Figure \(\PageIndex{2}\): The contents of a plain-text file, as rendered by CoCalc.

Okay, finally back to NumPy code. If all the stars are aligned, we can write this code in a funWithArrays.ipynb cell to read the soccer roster into an ndarray:

Code \(\PageIndex{5}\) (Python):

roster = np.loadtxt("uswnt.txt", dtype=object, delimiter="###")

There’s a lot of weird stuff in that line, so follow me here. The first argument is easy enough: the name of the file that contains our data. (Again, I stress that the file must be located in the same directory as the notebook!) The second argument is bizarre: we know what dtype means, but “object”? Ugh, another fiddly detail. When you read from a file into a NumPy array, you will be reading one of our three atomic types. Here are the rules:

So basically, you set dtype to the type of data you want in your ndarray...unless you want strings, in which case you put the word object. Sorry about that.

The last of the three arguments is even nuttier, and you actually don’t need to include it at all if you’re reading ints or floats. If you’re reading strs, however, you need to set the delimiter to something that doesn’t appear in any of the strs. I chose three-hashtags-in-a-row since that rarely appears in any set of text data.

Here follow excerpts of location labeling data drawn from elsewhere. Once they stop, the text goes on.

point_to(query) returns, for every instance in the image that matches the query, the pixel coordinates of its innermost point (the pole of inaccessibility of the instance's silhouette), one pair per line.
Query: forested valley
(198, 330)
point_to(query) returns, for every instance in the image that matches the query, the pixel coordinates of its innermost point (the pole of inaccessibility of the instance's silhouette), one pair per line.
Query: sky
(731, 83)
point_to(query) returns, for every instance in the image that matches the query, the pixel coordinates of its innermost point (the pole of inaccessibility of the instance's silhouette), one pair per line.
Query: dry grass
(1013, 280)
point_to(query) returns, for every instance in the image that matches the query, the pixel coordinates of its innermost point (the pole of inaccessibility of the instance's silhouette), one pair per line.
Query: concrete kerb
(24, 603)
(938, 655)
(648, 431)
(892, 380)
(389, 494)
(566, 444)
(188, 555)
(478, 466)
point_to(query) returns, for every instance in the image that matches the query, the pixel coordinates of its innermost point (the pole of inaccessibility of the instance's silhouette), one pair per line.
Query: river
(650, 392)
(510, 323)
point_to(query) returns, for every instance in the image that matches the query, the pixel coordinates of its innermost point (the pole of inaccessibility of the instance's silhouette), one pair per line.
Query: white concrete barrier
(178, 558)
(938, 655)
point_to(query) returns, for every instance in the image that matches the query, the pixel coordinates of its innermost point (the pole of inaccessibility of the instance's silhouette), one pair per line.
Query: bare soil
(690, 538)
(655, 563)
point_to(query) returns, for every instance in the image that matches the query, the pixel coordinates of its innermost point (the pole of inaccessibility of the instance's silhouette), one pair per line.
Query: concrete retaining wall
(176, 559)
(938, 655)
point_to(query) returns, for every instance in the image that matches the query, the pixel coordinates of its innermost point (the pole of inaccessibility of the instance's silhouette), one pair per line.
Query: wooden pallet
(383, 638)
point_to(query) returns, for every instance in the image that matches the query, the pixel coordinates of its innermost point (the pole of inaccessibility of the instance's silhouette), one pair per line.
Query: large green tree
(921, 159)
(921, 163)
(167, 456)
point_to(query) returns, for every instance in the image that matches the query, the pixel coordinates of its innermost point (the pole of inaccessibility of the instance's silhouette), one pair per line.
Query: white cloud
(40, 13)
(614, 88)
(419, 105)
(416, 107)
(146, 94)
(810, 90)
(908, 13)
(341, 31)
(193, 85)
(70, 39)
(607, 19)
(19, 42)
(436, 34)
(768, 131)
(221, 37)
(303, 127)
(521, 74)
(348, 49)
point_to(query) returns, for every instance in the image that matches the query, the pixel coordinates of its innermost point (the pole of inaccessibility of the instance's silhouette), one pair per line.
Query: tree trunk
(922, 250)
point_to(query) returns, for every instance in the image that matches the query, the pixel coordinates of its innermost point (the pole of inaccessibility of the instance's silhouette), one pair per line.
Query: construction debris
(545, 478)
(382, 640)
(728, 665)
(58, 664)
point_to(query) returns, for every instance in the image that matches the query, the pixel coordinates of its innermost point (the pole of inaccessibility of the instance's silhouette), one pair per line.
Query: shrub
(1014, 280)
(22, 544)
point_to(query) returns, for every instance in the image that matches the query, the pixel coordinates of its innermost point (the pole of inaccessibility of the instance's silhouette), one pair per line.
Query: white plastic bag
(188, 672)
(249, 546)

Bottom line: once we’ve done all this, we get:

Code \(\PageIndex{6}\) (Python):

print(roster)

| ['Alyssa Naeher' 'Mallory Pugh' 'Sam Mewis' 'Becky Sauerbrunn' "Kelly O'Hara" 'Morgan Brian' 'Abby Dahlkemper' 'Julie Ertz' 'Lindsey Horan' 'Carli Lloyd' 'Ali Krieger' 'Tierna Davidson' 'Alex Morgan' 'Emily Sonnett' 'Megan Rapinoe' 'Rose Lavelle' 'Tobin Heath' 'Ashlyn Harris' 'Crystal Dunn' 'Allie Long' 'Adrianna Franch' 'Jessica McDonald' 'Christen Press']

which is pretty cool.

Figure \(\PageIndex{3}\): The memory picture of the four arrays we created in section 8.2.